I got my first pair of glasses in fifth grade. My best friend, who got glasses about a year before me, accused me of copying her, which goes to show how dramatic girls can be. I was a child of the eighties and eyeglasses in the eighties were so ugly no one, I mean no one, would pretend they needed eyeglasses just to be cool.

As soon as I could, I got contact lenses, and I happily wore them until I had children. Twins and contact lenses just don’t mix. If a baby wasn’t poking me in the eye, I was to sleep deprived to actually get the contacts in my eye. I can’t tell you how many times I fumbled in the insert and spent 20 minutes chasing the lens around my eyeball. After a while, I started wearing my glasses full time. Now I am just too damn lazy to get contacts.

This week I went to the eye doctor for my long overdue eye exam. Generally, I find the whole eye test process relaxing-who doesn’t like taking a test they can’t fail? I nailed the peripheral vision test, of course, I did I am a mom. In fact, after 11 years of attempting to keep these guys out of trouble, alive and my valuables unbroken, I am pretty sure I can rotate my eyeballs independently.

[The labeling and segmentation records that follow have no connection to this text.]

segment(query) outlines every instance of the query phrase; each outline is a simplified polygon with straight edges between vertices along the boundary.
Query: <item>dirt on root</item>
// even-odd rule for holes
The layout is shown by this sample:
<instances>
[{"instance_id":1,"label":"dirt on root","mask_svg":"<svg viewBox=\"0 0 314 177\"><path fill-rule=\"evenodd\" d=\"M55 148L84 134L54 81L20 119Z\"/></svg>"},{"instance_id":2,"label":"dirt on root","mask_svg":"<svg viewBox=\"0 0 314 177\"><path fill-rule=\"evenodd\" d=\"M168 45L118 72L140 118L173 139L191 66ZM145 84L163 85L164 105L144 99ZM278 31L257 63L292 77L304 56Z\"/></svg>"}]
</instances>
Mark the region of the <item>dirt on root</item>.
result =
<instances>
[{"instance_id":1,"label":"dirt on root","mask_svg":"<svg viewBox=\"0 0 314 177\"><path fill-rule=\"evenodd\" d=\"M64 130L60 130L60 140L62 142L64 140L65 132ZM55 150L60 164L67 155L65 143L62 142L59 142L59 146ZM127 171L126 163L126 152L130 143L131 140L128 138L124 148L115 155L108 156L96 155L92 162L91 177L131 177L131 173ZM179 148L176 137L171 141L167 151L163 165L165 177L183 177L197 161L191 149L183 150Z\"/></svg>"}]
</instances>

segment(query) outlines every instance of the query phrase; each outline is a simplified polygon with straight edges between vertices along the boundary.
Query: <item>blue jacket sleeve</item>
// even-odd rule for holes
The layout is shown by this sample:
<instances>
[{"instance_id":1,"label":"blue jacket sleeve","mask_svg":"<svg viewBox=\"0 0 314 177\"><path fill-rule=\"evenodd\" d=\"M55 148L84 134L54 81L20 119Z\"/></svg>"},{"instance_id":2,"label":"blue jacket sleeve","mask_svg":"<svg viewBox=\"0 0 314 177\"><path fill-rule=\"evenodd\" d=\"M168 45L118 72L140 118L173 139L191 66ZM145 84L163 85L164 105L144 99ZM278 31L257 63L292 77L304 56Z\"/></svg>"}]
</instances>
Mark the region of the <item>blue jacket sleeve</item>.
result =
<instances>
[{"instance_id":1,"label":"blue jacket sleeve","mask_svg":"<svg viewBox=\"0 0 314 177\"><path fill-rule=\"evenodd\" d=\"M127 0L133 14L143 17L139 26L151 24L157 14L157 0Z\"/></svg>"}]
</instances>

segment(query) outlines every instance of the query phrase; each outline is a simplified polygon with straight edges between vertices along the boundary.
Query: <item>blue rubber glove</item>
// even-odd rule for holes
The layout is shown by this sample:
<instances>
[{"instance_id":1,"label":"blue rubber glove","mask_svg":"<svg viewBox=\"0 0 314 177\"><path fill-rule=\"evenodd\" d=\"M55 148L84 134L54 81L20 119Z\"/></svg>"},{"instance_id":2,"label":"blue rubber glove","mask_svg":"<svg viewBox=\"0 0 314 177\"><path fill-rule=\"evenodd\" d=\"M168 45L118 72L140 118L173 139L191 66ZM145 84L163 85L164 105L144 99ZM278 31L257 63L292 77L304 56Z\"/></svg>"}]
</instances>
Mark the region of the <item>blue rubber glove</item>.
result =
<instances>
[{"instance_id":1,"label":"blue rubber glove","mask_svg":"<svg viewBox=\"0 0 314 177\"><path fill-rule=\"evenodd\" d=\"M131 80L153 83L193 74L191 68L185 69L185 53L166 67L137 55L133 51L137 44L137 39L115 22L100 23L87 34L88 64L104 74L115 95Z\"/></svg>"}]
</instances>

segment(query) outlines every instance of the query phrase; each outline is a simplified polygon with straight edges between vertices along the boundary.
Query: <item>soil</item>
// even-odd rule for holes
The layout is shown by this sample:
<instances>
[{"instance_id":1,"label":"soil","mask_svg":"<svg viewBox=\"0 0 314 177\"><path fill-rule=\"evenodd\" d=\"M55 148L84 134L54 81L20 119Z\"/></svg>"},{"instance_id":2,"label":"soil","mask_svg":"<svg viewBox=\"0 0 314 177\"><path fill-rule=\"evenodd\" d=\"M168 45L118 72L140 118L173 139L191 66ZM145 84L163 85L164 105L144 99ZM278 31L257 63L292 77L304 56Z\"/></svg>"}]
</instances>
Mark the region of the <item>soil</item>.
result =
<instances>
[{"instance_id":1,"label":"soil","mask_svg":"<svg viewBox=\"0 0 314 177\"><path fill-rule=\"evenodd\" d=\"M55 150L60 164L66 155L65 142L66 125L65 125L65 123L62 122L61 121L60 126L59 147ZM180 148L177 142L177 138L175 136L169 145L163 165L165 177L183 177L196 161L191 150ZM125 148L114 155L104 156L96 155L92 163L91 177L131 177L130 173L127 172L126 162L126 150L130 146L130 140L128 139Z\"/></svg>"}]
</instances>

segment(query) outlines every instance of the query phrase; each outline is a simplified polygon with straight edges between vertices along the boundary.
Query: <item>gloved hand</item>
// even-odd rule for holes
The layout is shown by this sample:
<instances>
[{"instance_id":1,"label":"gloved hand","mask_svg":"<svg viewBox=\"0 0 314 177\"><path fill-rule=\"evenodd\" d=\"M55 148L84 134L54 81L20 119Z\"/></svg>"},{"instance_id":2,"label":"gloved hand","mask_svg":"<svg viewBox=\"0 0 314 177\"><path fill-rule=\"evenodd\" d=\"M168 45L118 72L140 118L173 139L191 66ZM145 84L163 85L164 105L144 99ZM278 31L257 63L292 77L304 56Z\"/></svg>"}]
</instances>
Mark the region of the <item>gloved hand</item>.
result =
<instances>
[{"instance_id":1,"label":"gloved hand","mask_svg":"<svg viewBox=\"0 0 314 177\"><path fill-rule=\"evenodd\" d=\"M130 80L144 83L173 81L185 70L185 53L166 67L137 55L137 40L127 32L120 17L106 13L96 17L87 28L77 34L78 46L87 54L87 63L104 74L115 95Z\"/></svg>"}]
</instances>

Everything was going swimmingly until the technician approached me with something that resembled a micrometer. It was the new glaucoma test. The old glaucoma test involved puffing bursts of air into people’s eyeballs. It terrified the hell out of me.

This new test wasn’t looking promising either. Apparently, the device is placed near the eye and some sort of wand comes out and taps your eyeball. Immediately, my hands started sweating and I totally had to resist the urge to bolt out of the exam room.

Yes, I did wear contacts, but no one else can touch my eye but me. For my first set of contact lenses, the doctor wanted to insert them for me. I insisted on doing it myself.  I have an un-natural fear of being poked in the eye. This is probably due to the numerous horror/sci-fi movies I’ve watched where aliens enter people’s brains via the eye.

The tech attempted to sweet talk me into taking the test. I informed him that unless he wanted me to run screaming out of the building, after punching him in the face, we should just agree to skip the test. He looked like he wanted to argue, something made him change his mind; perhaps it was my clenched fist.

He promised to send the physician right in and beat a hasty retreat. The good news, my eyesight hasn’t changed much in the four years since my last eye exam. As an added bonus, I don’t need bifocals. Yet, the physician cheerfully told me to expect to need them soon.

Finally, I was able to choose my new glasses. I love getting new frames; problem is I usually can’t tell if I look good in them or not because I can’t see them. Yes, my vision is that bad. I have to press my face up against the mirror to see how I look.

Obviously, I am not the only one with this problem because the now they have computers with cameras that take your picture with the new frames on so you can compare side by side.

This is awesome, except each shot looks like a mug shot. Now, I know exactly how I would look if I actually punched the technician and got booked for assault.

Jennifer Flaten lives where the local delicacy is fried cheese, Wisconsin. She writes about family life, its amusing or not so amusing moments. "At least it's not another article on global warming," she says. Jennifer bakes a mean banana bread and admits an unusual attraction to balloon animals and cup cakes. Busy preparing for the zombie apocalypse, she stills finds time to write "As I See It," her witty, too often true column. "My urge to write," says Jennifer, "is driven by my love of cupcakes, with sprinkles on top. Who wouldn't write for cupcakes, with sprinkles," she wonders.